In einem etwas rückständigen französischen Dorf gibt es einen See. Dort badet eine schöne, nackte Frau. Warum auch nicht? Was sie nicht weiß und was sie wahrscheinlich vom Baden, zumindest im nackten Zustand, abhalten würde: unter einer der schön drapierten Wasserrosen wartet ein grässlicher, grüngesichtiger Zombie darauf, sie zu verspeisen – was auch geschieht.
Dieses erste Todesopfer bringt eine Reporterin ins Dorf. Sie stößt auf eine Mauer des Schweigens. Was haben die Franzosen zu verbergen? Eine Rückblende gibt uns Aufschluss.

Irgendwann im Zweiten Weltkrieg – man denkt sich das eher, als dass man es an den Kostümen erkennen könnte – sind die Deutschen im Dorf. Einer hat Sex mit einer Französin. Zwischendurch gibt es bedeutungsschwangere Kameraschwenks auf den See. Dann werden alle Deutschen von den aufrechten Franzosen erschossen und ihre Leichen in den See geworfen. Die Deutschen sind übrigens gänzlich stumm. Soll das ein Hinweis sein, dass die deutschen Barbaren das Recht des Sprechens, was ja ein Akt der Kultur ist, verloren haben? Oder hat man, um Kosten zu sparen, für die Darsteller der deutschen Zombies in einem Heim für Taubstumme gecastet? Im Hintergrund plärrt billiger Rachmaninoff. Rückblenden sind ja ein Segen, und so erfahren wir, dass die Sex-Kollaborateurin tot ist. Welche Strafe Gottes sie getroffen hat, erfahren wir nicht. Wahrscheinlich hat sie sich umgebracht. Aber die Frucht der Sünde hat überlebt, und so kommen wir auch noch in den Genuss eines kleinen Mädchens, einer Bereicherung für jeden Horrorfilm. Ende der Rückblende.
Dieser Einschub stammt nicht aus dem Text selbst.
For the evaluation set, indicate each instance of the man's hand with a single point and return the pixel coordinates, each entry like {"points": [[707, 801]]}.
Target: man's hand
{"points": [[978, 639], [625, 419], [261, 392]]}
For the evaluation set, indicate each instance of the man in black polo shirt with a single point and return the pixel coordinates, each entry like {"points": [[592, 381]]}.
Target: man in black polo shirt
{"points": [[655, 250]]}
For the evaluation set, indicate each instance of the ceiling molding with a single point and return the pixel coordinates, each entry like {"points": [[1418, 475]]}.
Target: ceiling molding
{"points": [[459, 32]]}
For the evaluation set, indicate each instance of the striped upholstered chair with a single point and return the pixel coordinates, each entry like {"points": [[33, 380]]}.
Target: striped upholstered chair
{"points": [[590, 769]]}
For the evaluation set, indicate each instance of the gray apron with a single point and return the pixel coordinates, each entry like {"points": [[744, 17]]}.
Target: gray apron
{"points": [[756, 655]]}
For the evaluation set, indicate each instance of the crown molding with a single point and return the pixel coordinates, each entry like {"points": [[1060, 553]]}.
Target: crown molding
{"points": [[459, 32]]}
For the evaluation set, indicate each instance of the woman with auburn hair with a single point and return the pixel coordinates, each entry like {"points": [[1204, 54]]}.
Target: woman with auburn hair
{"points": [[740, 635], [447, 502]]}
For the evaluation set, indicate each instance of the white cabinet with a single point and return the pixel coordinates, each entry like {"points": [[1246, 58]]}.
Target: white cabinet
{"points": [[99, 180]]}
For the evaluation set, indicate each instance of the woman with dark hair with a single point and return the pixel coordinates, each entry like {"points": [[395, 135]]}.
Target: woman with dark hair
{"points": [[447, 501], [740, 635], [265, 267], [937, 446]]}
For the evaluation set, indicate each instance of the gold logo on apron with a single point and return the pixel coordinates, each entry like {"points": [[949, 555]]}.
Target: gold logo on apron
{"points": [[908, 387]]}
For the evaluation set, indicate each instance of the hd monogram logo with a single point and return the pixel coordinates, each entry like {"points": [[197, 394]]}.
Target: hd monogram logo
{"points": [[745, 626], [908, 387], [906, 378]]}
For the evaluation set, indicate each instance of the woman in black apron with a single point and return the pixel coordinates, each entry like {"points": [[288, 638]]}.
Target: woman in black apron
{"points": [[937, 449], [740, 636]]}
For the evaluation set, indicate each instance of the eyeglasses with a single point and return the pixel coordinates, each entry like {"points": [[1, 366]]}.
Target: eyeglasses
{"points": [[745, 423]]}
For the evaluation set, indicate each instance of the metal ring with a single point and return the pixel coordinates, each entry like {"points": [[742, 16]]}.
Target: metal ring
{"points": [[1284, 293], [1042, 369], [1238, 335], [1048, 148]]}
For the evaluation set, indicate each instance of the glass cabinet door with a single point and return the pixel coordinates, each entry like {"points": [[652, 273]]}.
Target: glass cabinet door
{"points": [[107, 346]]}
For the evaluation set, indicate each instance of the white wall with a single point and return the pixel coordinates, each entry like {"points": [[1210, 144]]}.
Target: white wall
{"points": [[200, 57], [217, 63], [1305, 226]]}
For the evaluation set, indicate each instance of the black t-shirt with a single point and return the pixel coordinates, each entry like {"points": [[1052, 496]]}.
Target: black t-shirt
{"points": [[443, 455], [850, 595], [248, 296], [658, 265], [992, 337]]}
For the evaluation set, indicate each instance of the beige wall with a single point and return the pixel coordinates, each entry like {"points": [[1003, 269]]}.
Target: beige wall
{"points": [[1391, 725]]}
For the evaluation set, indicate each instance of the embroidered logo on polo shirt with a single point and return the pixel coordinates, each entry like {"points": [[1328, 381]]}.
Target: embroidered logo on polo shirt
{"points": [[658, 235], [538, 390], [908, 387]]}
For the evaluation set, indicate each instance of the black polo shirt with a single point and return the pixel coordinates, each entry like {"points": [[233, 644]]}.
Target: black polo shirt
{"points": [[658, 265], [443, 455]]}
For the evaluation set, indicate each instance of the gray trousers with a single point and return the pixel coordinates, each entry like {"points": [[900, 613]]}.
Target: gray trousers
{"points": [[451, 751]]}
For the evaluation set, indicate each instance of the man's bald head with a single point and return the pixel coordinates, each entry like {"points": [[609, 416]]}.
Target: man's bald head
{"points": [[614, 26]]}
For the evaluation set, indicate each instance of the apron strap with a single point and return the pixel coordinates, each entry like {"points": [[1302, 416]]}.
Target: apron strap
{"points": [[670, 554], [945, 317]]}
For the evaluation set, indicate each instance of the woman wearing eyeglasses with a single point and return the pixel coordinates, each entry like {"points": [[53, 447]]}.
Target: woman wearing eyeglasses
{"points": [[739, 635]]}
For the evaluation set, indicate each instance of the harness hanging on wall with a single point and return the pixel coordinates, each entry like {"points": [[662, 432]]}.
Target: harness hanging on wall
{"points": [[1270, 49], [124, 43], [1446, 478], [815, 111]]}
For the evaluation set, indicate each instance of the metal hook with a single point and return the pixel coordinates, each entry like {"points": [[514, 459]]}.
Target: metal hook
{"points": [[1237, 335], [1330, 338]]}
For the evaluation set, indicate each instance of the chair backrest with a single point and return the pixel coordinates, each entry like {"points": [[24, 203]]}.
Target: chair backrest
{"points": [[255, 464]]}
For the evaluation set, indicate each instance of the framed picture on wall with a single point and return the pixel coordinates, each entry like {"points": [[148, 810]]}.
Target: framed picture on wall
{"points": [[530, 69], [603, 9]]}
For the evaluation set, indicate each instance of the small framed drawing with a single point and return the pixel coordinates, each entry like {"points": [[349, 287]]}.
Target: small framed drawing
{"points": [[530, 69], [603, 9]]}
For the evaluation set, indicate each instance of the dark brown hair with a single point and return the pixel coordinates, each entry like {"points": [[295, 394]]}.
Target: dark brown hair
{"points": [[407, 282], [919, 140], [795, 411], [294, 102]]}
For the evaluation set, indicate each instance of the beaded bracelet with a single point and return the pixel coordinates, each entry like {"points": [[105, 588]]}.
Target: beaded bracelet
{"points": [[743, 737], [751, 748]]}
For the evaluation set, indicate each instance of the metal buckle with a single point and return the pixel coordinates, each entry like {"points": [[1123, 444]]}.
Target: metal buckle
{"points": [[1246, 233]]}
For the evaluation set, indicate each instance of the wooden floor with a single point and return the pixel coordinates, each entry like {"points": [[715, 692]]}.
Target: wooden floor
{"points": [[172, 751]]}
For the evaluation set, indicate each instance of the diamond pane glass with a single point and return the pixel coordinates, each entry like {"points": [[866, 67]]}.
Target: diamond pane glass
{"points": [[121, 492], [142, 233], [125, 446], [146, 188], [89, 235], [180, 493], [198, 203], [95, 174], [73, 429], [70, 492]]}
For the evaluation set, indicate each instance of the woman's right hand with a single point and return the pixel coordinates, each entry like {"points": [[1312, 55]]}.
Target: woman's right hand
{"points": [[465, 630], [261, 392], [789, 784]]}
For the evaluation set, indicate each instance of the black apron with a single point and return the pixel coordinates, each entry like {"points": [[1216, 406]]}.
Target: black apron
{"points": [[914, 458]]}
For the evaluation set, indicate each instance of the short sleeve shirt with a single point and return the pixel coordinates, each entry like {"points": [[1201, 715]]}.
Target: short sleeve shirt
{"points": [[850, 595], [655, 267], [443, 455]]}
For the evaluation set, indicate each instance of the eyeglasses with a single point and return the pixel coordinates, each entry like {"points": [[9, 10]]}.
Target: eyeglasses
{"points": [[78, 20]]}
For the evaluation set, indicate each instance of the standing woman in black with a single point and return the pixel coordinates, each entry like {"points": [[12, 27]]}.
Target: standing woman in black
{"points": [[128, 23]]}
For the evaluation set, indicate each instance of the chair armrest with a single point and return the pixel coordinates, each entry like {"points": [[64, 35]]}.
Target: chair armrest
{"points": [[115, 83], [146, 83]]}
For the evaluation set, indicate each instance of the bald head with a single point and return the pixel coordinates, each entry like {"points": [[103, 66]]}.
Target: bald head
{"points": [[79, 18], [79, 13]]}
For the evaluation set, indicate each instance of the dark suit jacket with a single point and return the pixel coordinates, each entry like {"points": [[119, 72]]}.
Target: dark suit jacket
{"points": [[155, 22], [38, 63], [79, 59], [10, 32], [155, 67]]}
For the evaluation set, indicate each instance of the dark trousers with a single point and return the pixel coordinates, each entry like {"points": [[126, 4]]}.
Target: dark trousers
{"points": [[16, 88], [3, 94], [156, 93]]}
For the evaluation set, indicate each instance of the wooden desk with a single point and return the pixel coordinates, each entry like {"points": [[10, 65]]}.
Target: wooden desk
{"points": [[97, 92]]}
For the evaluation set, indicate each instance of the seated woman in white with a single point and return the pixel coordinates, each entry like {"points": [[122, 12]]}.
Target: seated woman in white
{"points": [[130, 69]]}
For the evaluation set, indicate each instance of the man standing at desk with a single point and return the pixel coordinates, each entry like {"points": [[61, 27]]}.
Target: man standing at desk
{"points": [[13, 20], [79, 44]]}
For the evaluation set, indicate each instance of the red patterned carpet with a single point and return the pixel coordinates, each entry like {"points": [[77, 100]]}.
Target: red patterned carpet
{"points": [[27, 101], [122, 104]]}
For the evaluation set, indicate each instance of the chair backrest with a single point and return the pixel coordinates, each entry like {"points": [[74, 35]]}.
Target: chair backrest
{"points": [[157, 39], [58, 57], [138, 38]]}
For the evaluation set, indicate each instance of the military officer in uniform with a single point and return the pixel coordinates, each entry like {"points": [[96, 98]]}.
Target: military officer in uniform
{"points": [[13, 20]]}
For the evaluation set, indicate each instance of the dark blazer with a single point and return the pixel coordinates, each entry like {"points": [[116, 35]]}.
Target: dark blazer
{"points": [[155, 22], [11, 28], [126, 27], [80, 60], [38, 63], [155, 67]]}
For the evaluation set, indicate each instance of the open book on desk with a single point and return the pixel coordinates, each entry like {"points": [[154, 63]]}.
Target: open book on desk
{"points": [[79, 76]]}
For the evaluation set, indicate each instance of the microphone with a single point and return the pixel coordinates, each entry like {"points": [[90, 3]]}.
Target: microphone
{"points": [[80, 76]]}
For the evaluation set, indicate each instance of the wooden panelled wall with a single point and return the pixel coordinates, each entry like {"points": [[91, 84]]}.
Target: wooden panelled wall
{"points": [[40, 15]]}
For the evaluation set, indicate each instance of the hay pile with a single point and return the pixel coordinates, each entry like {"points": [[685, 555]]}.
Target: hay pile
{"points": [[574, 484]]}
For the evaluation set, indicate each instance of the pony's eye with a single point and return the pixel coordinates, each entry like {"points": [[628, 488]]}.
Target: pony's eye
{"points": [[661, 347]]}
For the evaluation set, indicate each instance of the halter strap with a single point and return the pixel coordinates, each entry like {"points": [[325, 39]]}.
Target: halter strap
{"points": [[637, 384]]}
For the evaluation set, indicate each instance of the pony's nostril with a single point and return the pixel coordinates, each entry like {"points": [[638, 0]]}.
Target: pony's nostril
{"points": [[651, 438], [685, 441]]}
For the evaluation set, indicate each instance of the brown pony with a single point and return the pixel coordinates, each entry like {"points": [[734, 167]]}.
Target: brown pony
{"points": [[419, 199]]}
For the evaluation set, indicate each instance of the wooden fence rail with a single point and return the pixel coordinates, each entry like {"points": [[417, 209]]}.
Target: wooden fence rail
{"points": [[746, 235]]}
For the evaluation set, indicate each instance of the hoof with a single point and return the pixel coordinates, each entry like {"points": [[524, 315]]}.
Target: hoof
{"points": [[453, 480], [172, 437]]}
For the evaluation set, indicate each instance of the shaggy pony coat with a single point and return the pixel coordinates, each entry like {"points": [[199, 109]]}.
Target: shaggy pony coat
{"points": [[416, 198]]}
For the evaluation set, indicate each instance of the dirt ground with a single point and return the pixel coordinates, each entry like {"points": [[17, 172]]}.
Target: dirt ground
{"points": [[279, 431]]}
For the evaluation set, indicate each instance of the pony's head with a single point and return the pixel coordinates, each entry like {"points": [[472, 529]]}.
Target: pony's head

Wir befinden uns wieder in der Jetztzeit der Herstellung des Films irgendwann in den späten 70er Jahren. Das Kollaborationskind ist ebenfalls von Gott gestraft worden, denn es ist trotz der verstrichenen Zeit seit Ende des Zweiten Weltkrieges erst etwa neun Jahre alt. Tatsächlich müsste es etwa dreißig Jahre alt sein, aber wer will bei einem so ernsten Thema schon kleinlich sein?
Inzwischen hat sich, unbemerkt von dem Mädchen, das nicht groß werden wollte oder konnte, eine Mädchenturngruppe – bevorzugte Opfer in vielen Horrorfilmen – an den Gestaden des Sees niedergelassen. Sie ziehen sich aus und springen in den See. Nun wartet der Regisseur mit tollen Unterwasseraufnahmen auf. Sie sehen so aus, als hätte jemand eine Sofortbildkamera in ein Aquarium mit Plastikblumen gehalten. Das fröhliche Treiben der Nackten weckt die Zombies wieder aus ihrem Schlaf. Sie richten ein fürchterliches Massaker unter den unbekleideten Bade- und Busenschönheiten an. Wobei sie sich eher wie Vampire benehmen: Sie saugen ihren Opfern das Blut aus. Puristen würden folglich auch nicht von einem Zombiefilm im engeren Sinne sprechen. Doch wen kümmert‛s angesichts einen solchen kleinen Meisterwerks. Eine Nackte überlebt. Sie läuft weiterhin unverhüllt und schreiend in die Dorfkneipe und brüllt: „The Lake! The Lake! The Lake!“ (Hier also hat David Lynch abgeschaut, als er Isabella Rossellini nach der Begegnung mit Dennis Hopper – auch einer Art Zombie – nackt über die Straßen seines Films „Blue Velvet“ schickte.) Bedauerlich, dass „Zombie Lake“ nie in deutsche Kinos kam und dies, wo die Deutschen Vergangenheitsbewältigung doch so nötig haben.* Der Grund dafür war aber sicherlich nur, dass der einzig mögliche Titel für eine deutsche Synchronfassung schon vergeben war: „Sie waren nackt und mussten sterben“. (Die amerikanische Produktion „Black Autumn“ hatte diesen Titel schon 1963 abgestaubt. Übrigens auch ein sehr schöner Film, mit einem geistesgestörten, massenmordenden kleinen Mädchen.)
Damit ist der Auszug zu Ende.